Upskilling programs then allow experienced staffers to also go on data apprentice pathways and build data expertise on top of their day jobs.

“By working together, we are building this community to share best practice and ideas and keep innovation going. Its’ really helping us innovate and accelerate towards our future,” Moore said.  

Make it self-service; but make it clear what self-service is

Over at accounting software vendor, MYOB, client analytics manager, Kate Penglase, has spent the past two years helping consolidate five reporting platforms into one based on Tableau.

She cited an emphasis on two components: Reporting; and proactive analytics. For the former, Penglase’s team has been working to build consistent reports accessible to the business with nearly real-time data sets.

“That will be the trigger for more involved analysis. We’re reporting across all products, regions and channels, sales types and number of attributes to split up sales agreement and retention reporting on,” she explained. “That’s first port of call for the business.

“Often, there might have issue – for example, not hitting a sales target for particular product in a particular channel. That’s when you’d have a deep dive and further analysis.”  

Penglase described the work to date as both a data consolidation exercise and a people education piece. Notably, MYOB has put an emphasis on self-service data capability.

“There is no one definition of self-service within a business, it depends on area of the business you’re in,” Penglase continued. “At MYOB, the concept is we have power users who create dashboards, getting into the nitty gritty of data, performing transformations, data extracts and feeding reports pushed out to the business.
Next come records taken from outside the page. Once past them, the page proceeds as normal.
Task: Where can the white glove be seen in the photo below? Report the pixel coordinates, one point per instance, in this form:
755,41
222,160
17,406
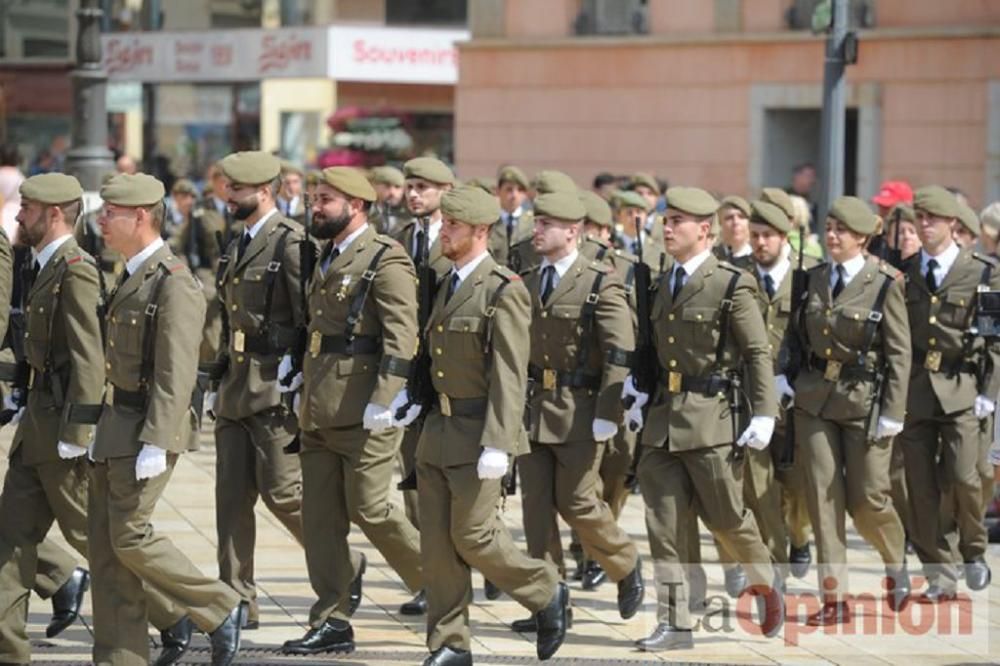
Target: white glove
284,370
983,407
492,463
412,412
758,433
887,427
151,461
604,430
69,451
377,418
Self-service is very different there compared to consumers of these reports.

“The majority of our 1000 licence holders are viewers. It’s about going in, interacting and engaging with the dashboards through filters in the reporting. This could be to see sales results, retention reporting and product usage dashboards.”

To get it right, an interplay across the organisation is vital. At MYOB, this is firstly between stakeholders who frame the business problem.
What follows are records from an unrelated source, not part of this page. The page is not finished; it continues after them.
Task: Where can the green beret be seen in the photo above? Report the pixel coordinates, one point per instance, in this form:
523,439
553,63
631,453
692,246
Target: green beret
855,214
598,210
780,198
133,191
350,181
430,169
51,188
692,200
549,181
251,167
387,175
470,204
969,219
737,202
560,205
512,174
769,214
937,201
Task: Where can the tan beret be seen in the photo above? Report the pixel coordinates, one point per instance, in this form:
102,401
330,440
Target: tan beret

“We’re not after our stakeholders to come to us with an analytics solution; that’s our job,” she commented. “But they come to us with a business problem and we help articulate it and design an analytics solution.

“Data here is large and complicated – we have been in a constant acquisition phase for instance, and our team has a large role to play in integrating those data sources. When we have a business problem frame by stakeholders, we do an exploratory exercise to understand data available to best answer the business problem.”

A further step has been building community. One way MYOB does this is via a data governance group, which meets regularly and has representatives sourced from across the organisation.

“Our objective is to ensure not just consistency in visual presentation or dashboards, but also in how we define metrics, for example. Plus we focus on protocol and engagement with our data dashboards,” Penglase said. For example, she noted having multiple interpretations of a customer churn figure can lead to discrepancies in understanding the business between departments.

“We have code of conduct in all aspects that’s consistent across the business. It’s something you have to constantly keep on top of to ensure there is consistency. We’re reviewing that now and trying to assess how we can do it better and differently in 2021.”

The result has been significant demand and a huge appetite across MYOB for answers to all sorts of business questions to be presented in data-fuelled dashboards, Penglase added.